If one has 2 possible models to fit a data set, by how much should one penalize the model which has an additional free parameter?
Penalization might not be necessary if your learning procedure is stochastic and favors simple explanations. I encourage you to take a look on the nice poster/paper «Deep learning generalizes because the parameter-function map is biased towards simple functions» (PAC-Bayesian learning theory + empirical intuitions).
Previously I asked about Solomonoff induction but essentially I asked the wrong question. Richard_Kennaway pointed me in the direction of an answer to the question which I should have asked but after investigating I still had questions.
So:
If one has 2 possible models to fit to a data set, by how much should one penalise the model which has an additional free parameter?
A couple of options which I came across were:
AIC, which has a flat facter of e penalty for each additional parameter.
BIC, which has a factor of √n penalty for each additional parameter.

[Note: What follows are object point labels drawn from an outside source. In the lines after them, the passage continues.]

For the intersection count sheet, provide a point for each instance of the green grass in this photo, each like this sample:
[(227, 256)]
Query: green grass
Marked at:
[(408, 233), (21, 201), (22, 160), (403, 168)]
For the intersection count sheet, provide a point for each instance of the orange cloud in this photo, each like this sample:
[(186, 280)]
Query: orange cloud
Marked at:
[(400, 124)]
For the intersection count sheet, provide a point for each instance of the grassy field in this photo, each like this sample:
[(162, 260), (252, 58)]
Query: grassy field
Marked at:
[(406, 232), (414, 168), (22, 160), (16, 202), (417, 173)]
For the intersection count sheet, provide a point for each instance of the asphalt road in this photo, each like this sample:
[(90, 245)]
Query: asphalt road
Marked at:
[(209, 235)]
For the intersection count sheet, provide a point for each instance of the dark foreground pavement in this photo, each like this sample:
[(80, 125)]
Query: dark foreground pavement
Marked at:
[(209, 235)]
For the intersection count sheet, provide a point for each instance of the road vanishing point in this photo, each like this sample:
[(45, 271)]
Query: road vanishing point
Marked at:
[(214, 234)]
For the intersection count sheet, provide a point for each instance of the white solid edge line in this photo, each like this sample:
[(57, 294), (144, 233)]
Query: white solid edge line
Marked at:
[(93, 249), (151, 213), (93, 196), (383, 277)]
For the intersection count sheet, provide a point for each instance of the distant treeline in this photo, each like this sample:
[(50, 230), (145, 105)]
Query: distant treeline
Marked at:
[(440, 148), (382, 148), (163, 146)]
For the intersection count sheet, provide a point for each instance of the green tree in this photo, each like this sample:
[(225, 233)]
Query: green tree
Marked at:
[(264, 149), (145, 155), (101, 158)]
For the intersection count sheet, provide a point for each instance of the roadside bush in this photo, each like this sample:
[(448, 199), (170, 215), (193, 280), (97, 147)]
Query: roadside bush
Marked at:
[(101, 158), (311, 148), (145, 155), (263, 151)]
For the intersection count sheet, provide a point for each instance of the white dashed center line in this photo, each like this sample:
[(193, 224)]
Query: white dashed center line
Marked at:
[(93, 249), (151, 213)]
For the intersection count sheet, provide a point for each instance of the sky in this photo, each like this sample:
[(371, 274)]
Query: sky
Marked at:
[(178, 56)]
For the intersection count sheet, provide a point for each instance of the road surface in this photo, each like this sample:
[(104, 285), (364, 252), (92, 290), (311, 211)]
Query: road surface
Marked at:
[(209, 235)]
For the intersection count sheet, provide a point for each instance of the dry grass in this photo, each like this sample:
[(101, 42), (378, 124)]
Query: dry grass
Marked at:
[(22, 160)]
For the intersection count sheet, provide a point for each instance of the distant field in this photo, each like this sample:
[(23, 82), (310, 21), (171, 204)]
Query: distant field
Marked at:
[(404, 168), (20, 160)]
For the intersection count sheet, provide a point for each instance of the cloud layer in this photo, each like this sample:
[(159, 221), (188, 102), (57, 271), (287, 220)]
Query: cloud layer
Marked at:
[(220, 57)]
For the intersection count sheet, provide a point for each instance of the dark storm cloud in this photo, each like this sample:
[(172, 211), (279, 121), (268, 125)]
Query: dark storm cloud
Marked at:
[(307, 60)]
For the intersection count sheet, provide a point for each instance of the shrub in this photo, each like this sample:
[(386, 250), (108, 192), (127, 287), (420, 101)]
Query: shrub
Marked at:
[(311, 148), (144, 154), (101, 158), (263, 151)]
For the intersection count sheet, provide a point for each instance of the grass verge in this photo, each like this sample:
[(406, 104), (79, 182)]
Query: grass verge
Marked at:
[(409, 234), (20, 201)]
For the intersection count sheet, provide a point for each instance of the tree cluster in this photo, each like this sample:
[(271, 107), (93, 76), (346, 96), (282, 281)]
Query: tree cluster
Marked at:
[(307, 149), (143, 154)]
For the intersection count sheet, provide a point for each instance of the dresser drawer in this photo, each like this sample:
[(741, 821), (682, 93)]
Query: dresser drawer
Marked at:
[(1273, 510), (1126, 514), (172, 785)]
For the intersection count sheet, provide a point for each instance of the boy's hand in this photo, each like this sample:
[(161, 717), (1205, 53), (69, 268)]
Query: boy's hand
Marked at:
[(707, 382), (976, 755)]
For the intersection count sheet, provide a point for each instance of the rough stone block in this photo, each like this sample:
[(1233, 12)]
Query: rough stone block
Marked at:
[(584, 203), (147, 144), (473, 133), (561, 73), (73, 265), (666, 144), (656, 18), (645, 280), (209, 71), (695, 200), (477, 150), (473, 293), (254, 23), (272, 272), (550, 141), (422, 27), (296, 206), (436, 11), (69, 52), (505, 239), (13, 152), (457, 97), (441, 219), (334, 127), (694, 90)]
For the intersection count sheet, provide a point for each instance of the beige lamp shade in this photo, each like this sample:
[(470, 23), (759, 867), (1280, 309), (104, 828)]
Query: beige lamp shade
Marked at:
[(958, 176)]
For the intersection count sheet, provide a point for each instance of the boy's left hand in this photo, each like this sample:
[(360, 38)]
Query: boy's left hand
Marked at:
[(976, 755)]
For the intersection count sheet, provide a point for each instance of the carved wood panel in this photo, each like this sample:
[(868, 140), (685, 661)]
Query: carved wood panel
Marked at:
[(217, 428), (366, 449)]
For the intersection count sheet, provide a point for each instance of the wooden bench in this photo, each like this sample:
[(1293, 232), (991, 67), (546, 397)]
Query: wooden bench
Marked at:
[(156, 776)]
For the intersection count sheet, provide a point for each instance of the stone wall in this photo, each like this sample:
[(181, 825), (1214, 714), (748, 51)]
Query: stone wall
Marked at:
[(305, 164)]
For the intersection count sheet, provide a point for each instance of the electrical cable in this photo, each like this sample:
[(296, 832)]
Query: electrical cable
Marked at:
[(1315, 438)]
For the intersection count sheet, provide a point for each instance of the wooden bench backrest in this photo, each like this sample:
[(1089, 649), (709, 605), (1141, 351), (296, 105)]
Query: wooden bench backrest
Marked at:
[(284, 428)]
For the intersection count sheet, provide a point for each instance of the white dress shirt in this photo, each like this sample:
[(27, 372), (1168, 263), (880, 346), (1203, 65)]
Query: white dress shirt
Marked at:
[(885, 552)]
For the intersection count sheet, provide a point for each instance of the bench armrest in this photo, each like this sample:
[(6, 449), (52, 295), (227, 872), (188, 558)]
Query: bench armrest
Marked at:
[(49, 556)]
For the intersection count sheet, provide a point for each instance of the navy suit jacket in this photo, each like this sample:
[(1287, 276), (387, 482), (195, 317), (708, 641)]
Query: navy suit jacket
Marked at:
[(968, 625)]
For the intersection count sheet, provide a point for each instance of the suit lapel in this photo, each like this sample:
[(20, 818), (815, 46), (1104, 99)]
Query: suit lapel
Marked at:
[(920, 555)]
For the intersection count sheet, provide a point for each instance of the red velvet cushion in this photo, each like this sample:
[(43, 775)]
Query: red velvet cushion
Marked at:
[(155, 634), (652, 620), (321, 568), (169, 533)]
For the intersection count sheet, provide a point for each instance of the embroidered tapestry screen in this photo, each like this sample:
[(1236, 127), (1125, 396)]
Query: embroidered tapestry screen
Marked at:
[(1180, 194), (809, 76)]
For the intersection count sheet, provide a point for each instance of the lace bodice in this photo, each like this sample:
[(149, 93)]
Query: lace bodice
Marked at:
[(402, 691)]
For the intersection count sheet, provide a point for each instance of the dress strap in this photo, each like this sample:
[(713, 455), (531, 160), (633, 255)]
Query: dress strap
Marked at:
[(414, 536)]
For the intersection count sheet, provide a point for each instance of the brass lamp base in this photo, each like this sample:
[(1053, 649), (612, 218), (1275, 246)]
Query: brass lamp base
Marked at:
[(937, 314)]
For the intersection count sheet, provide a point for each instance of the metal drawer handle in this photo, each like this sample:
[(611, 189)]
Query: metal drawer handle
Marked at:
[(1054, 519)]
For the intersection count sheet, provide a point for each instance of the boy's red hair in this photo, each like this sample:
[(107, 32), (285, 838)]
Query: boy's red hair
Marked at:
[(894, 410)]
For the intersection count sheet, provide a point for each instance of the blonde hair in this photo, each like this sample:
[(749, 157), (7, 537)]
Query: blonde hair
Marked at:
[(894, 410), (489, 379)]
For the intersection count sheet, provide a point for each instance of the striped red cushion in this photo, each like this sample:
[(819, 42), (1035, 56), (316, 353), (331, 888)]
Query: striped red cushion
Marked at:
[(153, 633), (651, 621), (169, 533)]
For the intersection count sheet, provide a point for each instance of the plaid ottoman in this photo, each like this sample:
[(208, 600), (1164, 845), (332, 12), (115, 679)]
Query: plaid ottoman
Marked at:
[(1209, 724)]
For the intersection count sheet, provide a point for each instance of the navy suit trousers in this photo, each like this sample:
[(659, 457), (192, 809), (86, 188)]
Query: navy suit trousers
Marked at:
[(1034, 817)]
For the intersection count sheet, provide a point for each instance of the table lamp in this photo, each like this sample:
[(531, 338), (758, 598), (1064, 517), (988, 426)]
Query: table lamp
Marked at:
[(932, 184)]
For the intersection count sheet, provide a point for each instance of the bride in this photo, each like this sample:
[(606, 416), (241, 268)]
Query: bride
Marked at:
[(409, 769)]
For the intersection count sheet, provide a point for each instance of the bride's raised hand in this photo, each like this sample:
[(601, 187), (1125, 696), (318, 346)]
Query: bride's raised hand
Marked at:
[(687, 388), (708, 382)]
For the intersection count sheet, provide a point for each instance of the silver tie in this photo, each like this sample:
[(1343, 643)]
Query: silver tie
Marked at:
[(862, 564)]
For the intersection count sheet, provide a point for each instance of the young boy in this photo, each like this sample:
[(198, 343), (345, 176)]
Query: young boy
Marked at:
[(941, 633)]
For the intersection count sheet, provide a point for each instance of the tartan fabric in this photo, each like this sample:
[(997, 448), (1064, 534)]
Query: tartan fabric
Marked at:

where n is the number of data points.
On the one hand having a penalty which increases with n makes sense - a useful additional parameter should be able to provide more evidence the more data you have. On the other hand, having a penalty which increases with n means your prior will be different depending on the number of data points which seems wrong.
So, count me confused. Maybe there are other options which are more helpful. I don't know if the answer is too complex for a blog post but, if so, any suggestions of good text books on the subject would be great.
EDIT: johnswentworth has written a sequence which expands on the answer which he gives below.